Recuerdo que los padres del niño estaban literalmente aterrados ante la “catalogación”, ya dada por confirmada, de su hijo, como un presunto lastre que habría de arrastrar y arrostrar el pequeño sin que, siquiera a su edad, pudiera llegar a sospechar que ya se encontraba en la mira acusatoria de los perjuicios, sucios y cobardes, que aún persistían en las indecentes mentes podridas de quienes se llamaban a andadas.
Y el niño, aunque sorprenda, fue tratado con la naturalidad y el respeto que todos mis alumnos y alumnas se merecían, por supuesto, ayudándoles a potenciar sus capacidades, sus ánimos y afanes, sus vitalidades exageradas y expansivas, por sus autoestimas enaltecidas junto a la exigencia de sus propios logros, individuales, singulares, capaces de llegar “más allá de dónde jamás lo hubiera podido imaginar”. . . igual que el resto de sus compañeros y compañeras.

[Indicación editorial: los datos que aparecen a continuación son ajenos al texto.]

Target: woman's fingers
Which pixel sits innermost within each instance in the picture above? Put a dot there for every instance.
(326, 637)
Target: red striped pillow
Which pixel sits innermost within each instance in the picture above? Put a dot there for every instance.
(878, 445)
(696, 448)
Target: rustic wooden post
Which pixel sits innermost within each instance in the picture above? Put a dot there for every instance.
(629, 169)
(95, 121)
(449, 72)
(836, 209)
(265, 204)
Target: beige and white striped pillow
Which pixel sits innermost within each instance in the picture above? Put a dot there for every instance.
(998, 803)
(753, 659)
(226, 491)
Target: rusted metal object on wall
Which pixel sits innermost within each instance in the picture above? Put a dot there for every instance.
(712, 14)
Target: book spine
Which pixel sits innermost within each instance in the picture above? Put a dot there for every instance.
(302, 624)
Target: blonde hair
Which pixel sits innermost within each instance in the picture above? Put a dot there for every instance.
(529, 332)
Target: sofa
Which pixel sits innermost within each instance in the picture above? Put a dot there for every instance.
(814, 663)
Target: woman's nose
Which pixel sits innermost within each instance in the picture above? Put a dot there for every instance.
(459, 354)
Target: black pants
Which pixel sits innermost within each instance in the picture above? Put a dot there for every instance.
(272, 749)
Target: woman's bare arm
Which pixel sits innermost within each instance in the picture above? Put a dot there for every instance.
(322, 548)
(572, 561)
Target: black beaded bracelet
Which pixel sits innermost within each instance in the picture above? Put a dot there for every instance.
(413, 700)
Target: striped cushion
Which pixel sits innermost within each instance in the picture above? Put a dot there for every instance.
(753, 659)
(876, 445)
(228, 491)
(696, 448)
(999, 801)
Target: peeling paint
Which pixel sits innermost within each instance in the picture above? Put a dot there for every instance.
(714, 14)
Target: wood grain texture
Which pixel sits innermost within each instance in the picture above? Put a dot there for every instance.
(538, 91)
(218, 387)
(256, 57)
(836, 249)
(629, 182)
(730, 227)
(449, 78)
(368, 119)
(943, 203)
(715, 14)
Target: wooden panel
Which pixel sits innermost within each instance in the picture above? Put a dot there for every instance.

Y ese niño pasó el ciclo escolar destacando, y llevó a partir de entonces una escolarización sobresaliente, un niño abocado al fracaso y al sufrimiento de verse señalado, ¿n concepto de qué valoración vil y mezquina de su supuesta condición?. Tras los años me enteré de que este buen muchacho era feliz y estaba estudiando con provecho y vocación Medicina.
Y su madre, cuando se enteró de que iba a trasladarme a otro colegio para terminar los últimos tres años de mi carrera docente, en otra ciudad, me paró en la calle, me dio las gracias efusivamente, por cómo había sabido tratar a su hijo, a la vez que me pedía permiso para darme un par de besos con sus ojos velados de emoción.
Y ese fue mi mejor regalo de despedida como maestro, sin duda y de entre todos los que recibí junto a las llamadas de mis antiguos alumnos cuando me ven y me gritan para correr a saludarme con la voz más entrañable: ¡maestro Tonio!.
Y solo cabe recordar que en otros tiempos, unos valieron más que otros, por decisión mezquina y cruel de quienes se atrevían, se atreven a diagnosticar, a condenar, a señalar. . . y a pesar de su perversa actitud, todos seguimos siendo imprescindibles si nos negamos a dejar de seguir avanzando, de seguir creyendo, de seguir comportándonos con humanidad, adictos a los valores universales de “libertad, igualdad y fraternidad”, porque nadie es distinto, porque todos somos iguales siendo . . . “mágicamente” . . . ¡únicos!.